Peter Macdiarmid/Getty Images News/Getty Images

Because of the increase in higher education, American Indian/Alaska Native women are also working outside of the home and earning more. According to the NCAI, there were 16 percent more Native women in private sector jobs than Native men in 2011. However, like all women in America, they're affected by the pay gap, and only earn about 60 cents for every dollar white men earn. The number of businesses owned by Native American and Alaska Native women has more than doubled since 1997, and Native women now own 47 percent of Native American-owned companies.

American Indian/Alaska Native women aren't stopping there either — they're also taking on more tribal leadership roles. According to the NCAI, nearly 25 percent of federally recognized tribes are led by women, which is much higher than state leadership nationwide, with only 12 percent of the 50 states having female governors. "Women have always been the leaders, maybe it was just in their family because they had to run a household," says Melanie Benjamin, the chief executive of the Mille Lacs Band of Ojibwe in Minnesota. They're now becoming recognized, elected officials, which gives them more power to enact change for their whole community.

DAVID MCNEW/AFP/Getty Images

Robin Minthorn, an assistant professor in the University of New Mexico's Native American Studies department who's studied women's leadership, believes the rise in female leaders is directly related to the increase in higher education. She also believes that having more women in visible leadership positions is helping reshape how Native people view women's roles in their society.
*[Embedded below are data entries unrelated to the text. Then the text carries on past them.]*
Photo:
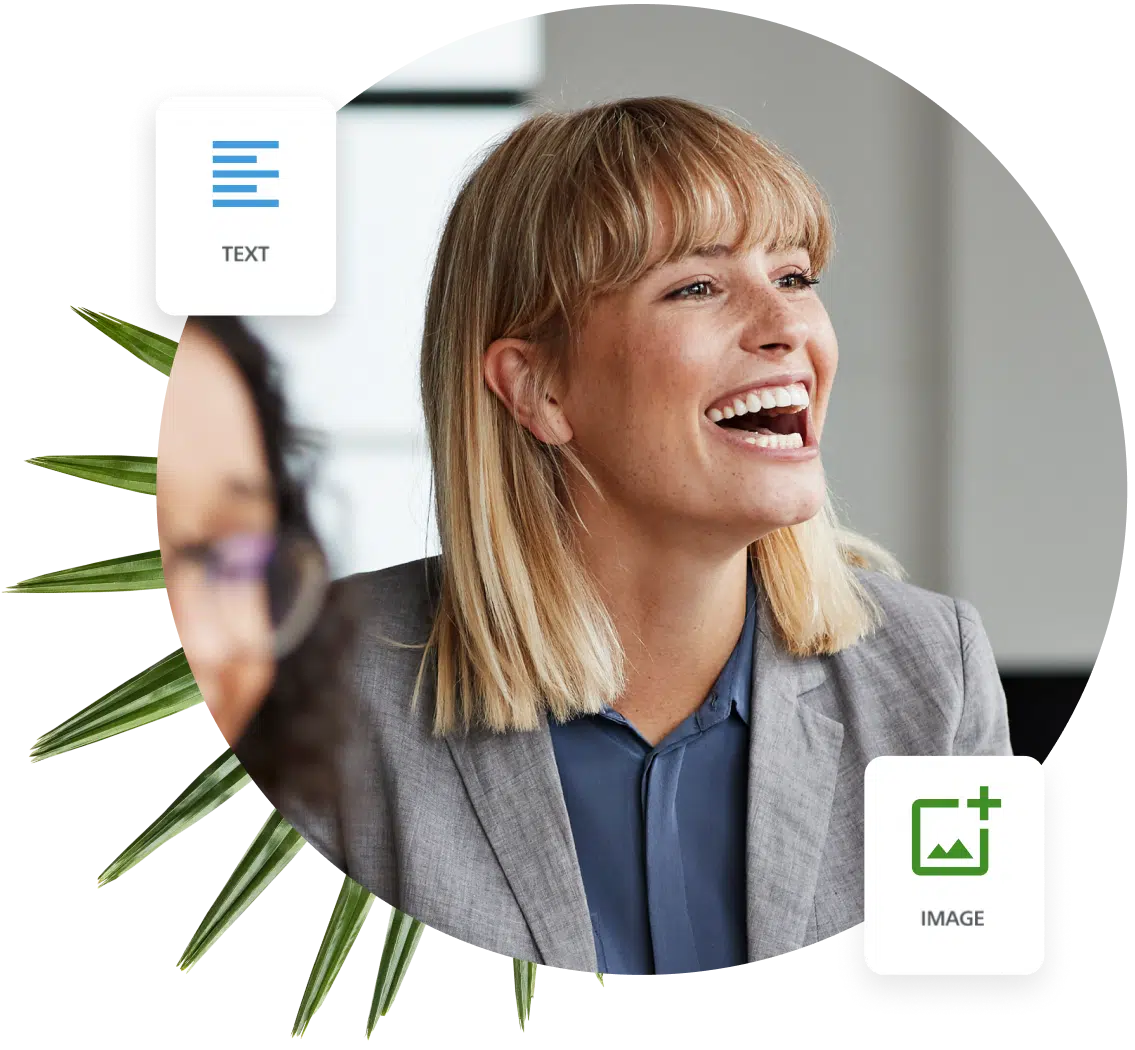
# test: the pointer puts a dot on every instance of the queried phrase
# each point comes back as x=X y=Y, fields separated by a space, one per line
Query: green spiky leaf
x=164 y=690
x=148 y=346
x=220 y=782
x=398 y=947
x=352 y=906
x=134 y=473
x=275 y=846
x=131 y=572
x=523 y=990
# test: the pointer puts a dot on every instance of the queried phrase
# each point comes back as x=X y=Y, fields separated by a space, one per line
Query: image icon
x=924 y=832
x=244 y=189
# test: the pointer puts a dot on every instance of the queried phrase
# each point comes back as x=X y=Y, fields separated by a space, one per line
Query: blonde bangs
x=716 y=183
x=561 y=211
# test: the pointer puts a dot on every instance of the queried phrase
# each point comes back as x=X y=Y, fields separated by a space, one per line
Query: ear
x=506 y=364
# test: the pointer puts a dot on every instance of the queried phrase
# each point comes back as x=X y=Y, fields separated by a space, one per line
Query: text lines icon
x=958 y=850
x=245 y=204
x=249 y=183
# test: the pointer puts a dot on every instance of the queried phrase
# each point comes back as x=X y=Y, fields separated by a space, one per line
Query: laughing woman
x=621 y=723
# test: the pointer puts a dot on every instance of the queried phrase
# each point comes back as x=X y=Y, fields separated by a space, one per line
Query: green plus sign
x=984 y=803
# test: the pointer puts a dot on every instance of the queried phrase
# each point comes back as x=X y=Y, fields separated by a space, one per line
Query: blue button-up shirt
x=661 y=831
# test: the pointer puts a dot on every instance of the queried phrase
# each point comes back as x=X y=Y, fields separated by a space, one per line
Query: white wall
x=961 y=319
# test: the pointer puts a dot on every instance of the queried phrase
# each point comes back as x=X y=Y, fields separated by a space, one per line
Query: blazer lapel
x=513 y=783
x=793 y=761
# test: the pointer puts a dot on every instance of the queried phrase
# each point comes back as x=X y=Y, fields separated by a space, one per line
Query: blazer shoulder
x=908 y=603
x=916 y=624
x=398 y=601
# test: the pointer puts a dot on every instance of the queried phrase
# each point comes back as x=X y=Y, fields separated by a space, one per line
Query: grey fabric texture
x=470 y=834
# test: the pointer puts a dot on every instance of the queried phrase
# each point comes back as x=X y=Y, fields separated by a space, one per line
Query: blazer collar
x=793 y=762
x=513 y=783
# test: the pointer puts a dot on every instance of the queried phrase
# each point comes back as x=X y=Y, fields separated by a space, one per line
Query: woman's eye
x=801 y=280
x=698 y=290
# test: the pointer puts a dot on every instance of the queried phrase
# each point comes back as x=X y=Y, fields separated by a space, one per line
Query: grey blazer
x=471 y=836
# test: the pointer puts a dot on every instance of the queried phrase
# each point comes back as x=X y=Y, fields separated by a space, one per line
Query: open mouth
x=780 y=425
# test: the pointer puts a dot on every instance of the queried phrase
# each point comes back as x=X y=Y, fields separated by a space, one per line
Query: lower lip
x=737 y=439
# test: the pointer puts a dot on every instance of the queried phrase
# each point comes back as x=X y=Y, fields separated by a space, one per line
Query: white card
x=244 y=206
x=953 y=855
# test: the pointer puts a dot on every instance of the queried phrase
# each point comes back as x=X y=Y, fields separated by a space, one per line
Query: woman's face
x=661 y=360
x=215 y=487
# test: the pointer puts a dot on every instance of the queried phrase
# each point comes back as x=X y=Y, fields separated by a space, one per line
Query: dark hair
x=291 y=747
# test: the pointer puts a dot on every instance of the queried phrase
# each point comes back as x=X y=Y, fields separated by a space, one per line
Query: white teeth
x=776 y=441
x=757 y=401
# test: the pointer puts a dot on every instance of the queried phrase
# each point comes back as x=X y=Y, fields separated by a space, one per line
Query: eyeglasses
x=258 y=582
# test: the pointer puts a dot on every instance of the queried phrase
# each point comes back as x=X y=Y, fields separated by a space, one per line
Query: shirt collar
x=734 y=683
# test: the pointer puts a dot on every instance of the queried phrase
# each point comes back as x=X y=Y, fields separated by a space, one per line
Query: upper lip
x=779 y=379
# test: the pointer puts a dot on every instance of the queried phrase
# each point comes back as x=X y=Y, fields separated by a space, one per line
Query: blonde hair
x=561 y=211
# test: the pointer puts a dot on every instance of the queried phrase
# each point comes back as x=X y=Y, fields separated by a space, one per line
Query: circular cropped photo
x=618 y=719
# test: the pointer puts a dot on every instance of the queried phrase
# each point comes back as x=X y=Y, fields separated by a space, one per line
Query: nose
x=771 y=322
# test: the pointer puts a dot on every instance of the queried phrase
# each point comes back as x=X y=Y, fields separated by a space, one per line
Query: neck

She tells Bustle: "Progress is being made in the communities as far as seeing women as leaders and people."

As for the future, these transformations can only mean positive things. More women having college degrees, higher paying jobs, and leadership roles will effect tribal relations, economies, and development, as well as create more opportunities for the generations to come. "Any aspect of life would then be impacted in a positive way because women are the backbone of the community and the backbone of their families," Benjamin says. "For a woman to be able to share that with others in the community is going to have a lasting positive impact."